En compagnie de Keira Knightley, James Kent marche sur les traces de James Ivory.

Comme dans Allemagne année zéro ou La scandaleuse de Berlin, on découvre le Reich sous les décombres. Un colonel anglais vient chercher une femme à la gare d’Hambourg. Quelle femme ? Sa femme ? Leur accolade polie ne ressemble pas à des retrouvailles après des mois de séparation. Leur voiture traverse la ville en ruines. Sous les monticules de débris, on trouve encore des morts, cinq mois après la fin de la guerre. Des mois qui ont eu un effet sur le colonel. Il voit des malheureux qui dégagent les gravats, vivent dans des camps, crèvent de faim. Elle voit des ennemis qui ont enfin ce qu’ils méritent.

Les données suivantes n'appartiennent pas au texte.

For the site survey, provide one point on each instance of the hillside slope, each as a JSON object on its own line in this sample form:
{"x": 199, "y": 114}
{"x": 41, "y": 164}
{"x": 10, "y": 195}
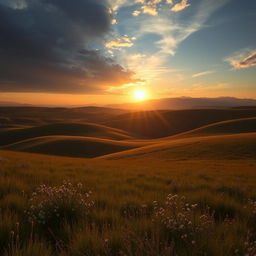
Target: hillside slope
{"x": 68, "y": 129}
{"x": 157, "y": 124}
{"x": 243, "y": 125}
{"x": 237, "y": 146}
{"x": 73, "y": 146}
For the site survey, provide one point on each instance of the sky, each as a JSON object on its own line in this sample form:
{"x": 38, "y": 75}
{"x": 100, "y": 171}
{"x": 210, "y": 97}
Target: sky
{"x": 62, "y": 52}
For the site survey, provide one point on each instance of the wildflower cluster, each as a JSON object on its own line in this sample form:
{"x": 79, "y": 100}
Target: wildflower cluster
{"x": 252, "y": 206}
{"x": 250, "y": 248}
{"x": 53, "y": 205}
{"x": 181, "y": 219}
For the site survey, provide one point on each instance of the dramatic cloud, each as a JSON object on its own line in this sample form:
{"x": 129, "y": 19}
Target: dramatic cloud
{"x": 243, "y": 59}
{"x": 180, "y": 6}
{"x": 205, "y": 73}
{"x": 123, "y": 41}
{"x": 46, "y": 46}
{"x": 136, "y": 13}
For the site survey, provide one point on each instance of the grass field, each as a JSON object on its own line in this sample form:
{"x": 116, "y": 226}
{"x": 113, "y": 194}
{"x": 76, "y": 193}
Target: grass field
{"x": 188, "y": 194}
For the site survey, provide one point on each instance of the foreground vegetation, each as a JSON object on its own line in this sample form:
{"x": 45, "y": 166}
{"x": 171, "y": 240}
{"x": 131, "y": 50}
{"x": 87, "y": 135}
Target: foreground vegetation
{"x": 126, "y": 208}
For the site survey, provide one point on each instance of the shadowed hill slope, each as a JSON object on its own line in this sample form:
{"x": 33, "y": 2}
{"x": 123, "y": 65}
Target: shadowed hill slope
{"x": 157, "y": 124}
{"x": 238, "y": 146}
{"x": 71, "y": 146}
{"x": 243, "y": 125}
{"x": 69, "y": 129}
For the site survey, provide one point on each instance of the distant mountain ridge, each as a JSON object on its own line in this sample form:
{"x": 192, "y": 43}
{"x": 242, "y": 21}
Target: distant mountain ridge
{"x": 187, "y": 103}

Quand ils arrivent au superbe manoir qu’ils vont occuper, il salue le propriétaire et lui présente sa femme - c’est donc sa femme - mais elle refuse de serrer la main d’un boche. Est-elle furieuse d’avoir rejoint son mari en Allemagne ? Oui, quand il lui apprend qu’il a autorisé Herr Lupert et sa fille à rester dans la maison, pour leur éviter de vivre dans un camp.

Ce geste magnanime, c’est elle, seule, qui en paie les conséquences (aftermath), un malaise permanent produit par un mélange de colère et d’inconfort à occuper la maison d’un nazi, à sentir sa présence qui l’épie. Le colonel, lui, est toujours parti. Est-il très occupé ou fuit-il son épouse ?


Il y a du James Ivory dans ce mélodrame où Keira Knightley marche dans les pas de Vanessa Redgrave, Emma Thompson, Helena Bonham Carter, ce mélange britishissime de classe, d’intelligence, d’incandescence et de tempérament. Il y a ce même soin maniaque attaché aux costumes. La garde-robe est exceptionnelle, pas dans le sens d’un défilé glamour mais l’expression de la personnalité de l’héroïne, dont la robe de soirée constitue l’apothéose. Il en va de même pour les décors qui cernent Herr Lupert. Les touches de Bauhaus dans ce cadre aristocratique traduisent sa modernité. Il y a même un compositeur discret qui n’est pas sans rappeler Richard Robbins, le fidèle musicien d’Ivory.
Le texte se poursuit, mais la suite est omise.